Ngopi di Beranda: Rudeboy Melampaui Satu Dekade

0 763

Bisnis tidak hanya soal profit. Ia mensyaratkan banyak hal agar tujuan bisnis dapat tercapai. Selain itu, bisnis adalah soal bagaimana berhadapan dengan kekuatan perubahan dan bagaimana bertahan di hadapannya. Bak sebuah perang, bisnis juga membutuhkan strategi dan objek bidikannya sendiri.

Tidak heran jika strategi Sun Tzu banyak digunakan oleh kalangan pebisnis. Strategi militer dan bisnis pada dasarnya memiliki sejumlah persamaan sehingga wajar jika banyak yang menerapkan taktik militer dalam ranah bisnis. Antara lain sama-sama menggunakan istilah sasaran, misi, kekuatan, dan kelemahan. Ini relevan, sebab keberhasilan merupakan produk dari perhatian terus menerus terhadap realitas eksternal dan internal yang selalu dinamis.

Ngopi di Beranda kali ini bercakap dengan seseorang yang langsung berhadapan dengan realitas tersebut. Ia adalah Hermawan Nursaid alias Iwan Kribz, pengusaha clothing dan distro eksentrik, sekaligus pemilik merek Rudeboy.

Berikut adalah bincang-bincang Berandakota bersama Iwan Kribz, pengusaha muda nan sukses di Kotamobagu.

 

Halo, Bang Iwan Kribz, apa kabar?

Baik, syukurlah. Walaupun lagi pandemi, masih tetap optimis.

Nama Anda kok unik?

Nama asli saya sebenarnya Hermawan Nursaid a.k.a Iwan Kribz. (Tertawa) Iwan Kribs itu sapaan akrabnya.

Apa kesibukan Anda sekarang?

Usaha clothing-an dan distro. Sambil jualan minuman kekinian, minuman Boba.

Apa nama distronya, Bang?

Rudeboy. Alamatnya ada di Jl. Adam Pedolot, Mogolaing.

Jadi Anda yang punya merek Rudeboy itu, ya?

Iya, begitulah. Saya pakai merek itu untuk nama distro saya.

Luar biasa. Logo dari Rudeboy itu bahkan banyak dibuat stiker kendaraan. Sejak kapan buka usaha clothing-an dan distro? 

Dari 2007. Sebelumnya buka usaha bersama teman, mulainya dengan teman. Berjalannya waktu, saya memutuskan untuk mengambil kesempatan sendiri, atau jalan sendiri pada 2009. Tetapi untuk usaha dan minat terhadap clothing-an itu sudah dari 2000-an, semenjak kuliah. Kalau Rudeboy sudah 12 tahun kalau di Kotamobagu.

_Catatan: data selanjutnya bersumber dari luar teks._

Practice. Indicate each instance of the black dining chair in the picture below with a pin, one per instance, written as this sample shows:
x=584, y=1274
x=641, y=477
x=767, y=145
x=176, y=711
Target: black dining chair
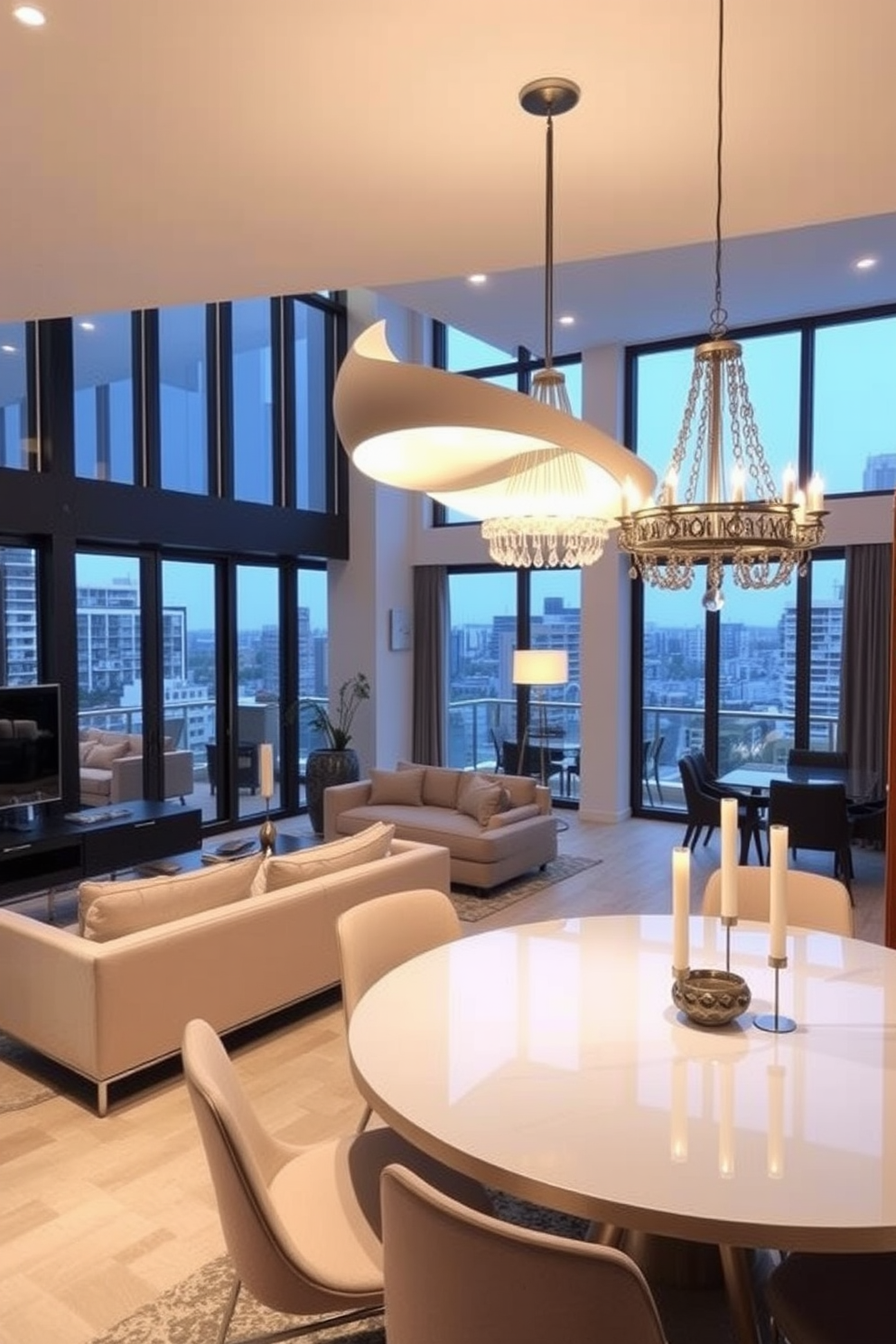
x=705, y=809
x=817, y=817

Tunggu, dulu Anda kuliah di kampus mana?

Saya kuliah di Unsrat.

Mengapa Anda bisa bertahan di bisnis clothing-an dan distro sampai hari ini?

Mungkin karena memang passion saya di bisnis cloothing-an dan distro ya. Bahkan jauh sebelumnya, sejak 1990-an. Saat itu saya masih di Bandung. Mungkin Anda pernah dengar usaha clothing Uncle 347. Usaha itu dimulai dari rumah, didesain sendiri, dan didistribusikan lewat teman-teman dan menyebar lebih luas. Itu kemudian yang menjadi inspirasi saya dan memungkinkan distro itu lahir.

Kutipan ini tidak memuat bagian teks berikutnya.